Sarah Palin can’t tell a sacrament from a war crime. If I were a Christian, I’d be pretty damned angry.

“Waterboarding is how we baptize terrorists.”

St. Joan of the Tundra

Now, I’m not a Christian. So if Sarah Palin wants to associate a war crime with a Christian sacrament, it’s really no skin off my nose.

But if I were a Christian, I’d be pretty damned angry about this. It will be interesting to see whether any of the praying-aloud-in-the-marketplace-so-as-to-be-seen-of-men crowd has any problem with it.

Update I’m happy to see that one politically conservative Lutheran agrees with me.

Second update Rod Dreher is on the same page. I said “blasphemy;” he says “sacrilege.” Maybe it’s both; if not, I’m happy to defer to the expert.

Like Charles Krauthammer on the Bundy affair, Dreher is really hot under the collar:

Man, the 12 minute speech Sarah Palin gave to the NRA convention is awful. It’s just witless, red-meat blathering, delivered in that nasal whine of hers that makes it sound like she’s chewing wads of tinfoil. For people who like this sort of thing, this is the sort of thing they like.

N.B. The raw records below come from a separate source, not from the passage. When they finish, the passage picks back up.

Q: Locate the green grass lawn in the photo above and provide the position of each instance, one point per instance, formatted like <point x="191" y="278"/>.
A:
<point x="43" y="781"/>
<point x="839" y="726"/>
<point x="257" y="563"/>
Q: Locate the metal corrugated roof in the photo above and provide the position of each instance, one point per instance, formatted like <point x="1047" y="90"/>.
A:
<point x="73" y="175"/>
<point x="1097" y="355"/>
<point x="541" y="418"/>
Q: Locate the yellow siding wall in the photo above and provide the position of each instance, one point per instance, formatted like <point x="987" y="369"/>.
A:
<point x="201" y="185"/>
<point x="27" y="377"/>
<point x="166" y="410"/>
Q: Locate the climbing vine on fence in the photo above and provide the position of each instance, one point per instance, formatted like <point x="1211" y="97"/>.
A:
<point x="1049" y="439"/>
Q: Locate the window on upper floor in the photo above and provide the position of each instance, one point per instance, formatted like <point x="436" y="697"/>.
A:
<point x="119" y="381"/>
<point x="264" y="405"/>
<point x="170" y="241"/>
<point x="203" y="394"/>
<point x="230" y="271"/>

I recall that the Terri Schiavo affair peeled some reality-based conservative and libertarian folks off the GOP bandwagon: not because the issue was so important in itself, but because the unreason and contempt for law the right-to-lifers displayed woke some people up to the fundamental bogisity of Karl Rove Republicanism. (If John Ellis Bush does run for President, I hope we will hear a lot about his role in that comedy of cruelty.)  

At some point, you say, “Wait a minute! If that’s what the people I’m with are saying, what am I doing with them?” (The day Lyndon Johnson, my political hero, said that voting for Gene McCarthy was unpatriotic because it would make the leadership in Hanoi happy was the day I started wearing a McCarthy button.)

It would be too much to hope that the combination of the Bundy debacle and Palin’s rant might similarly awaken any substantial number of the remaining GOP faithful, but this stuff has to hurt anyone with any intellectual self-respect who’s trying to hang on to both that self-respect and his Red Team membership. And the howls from the NRA crowd just make it that much worse.  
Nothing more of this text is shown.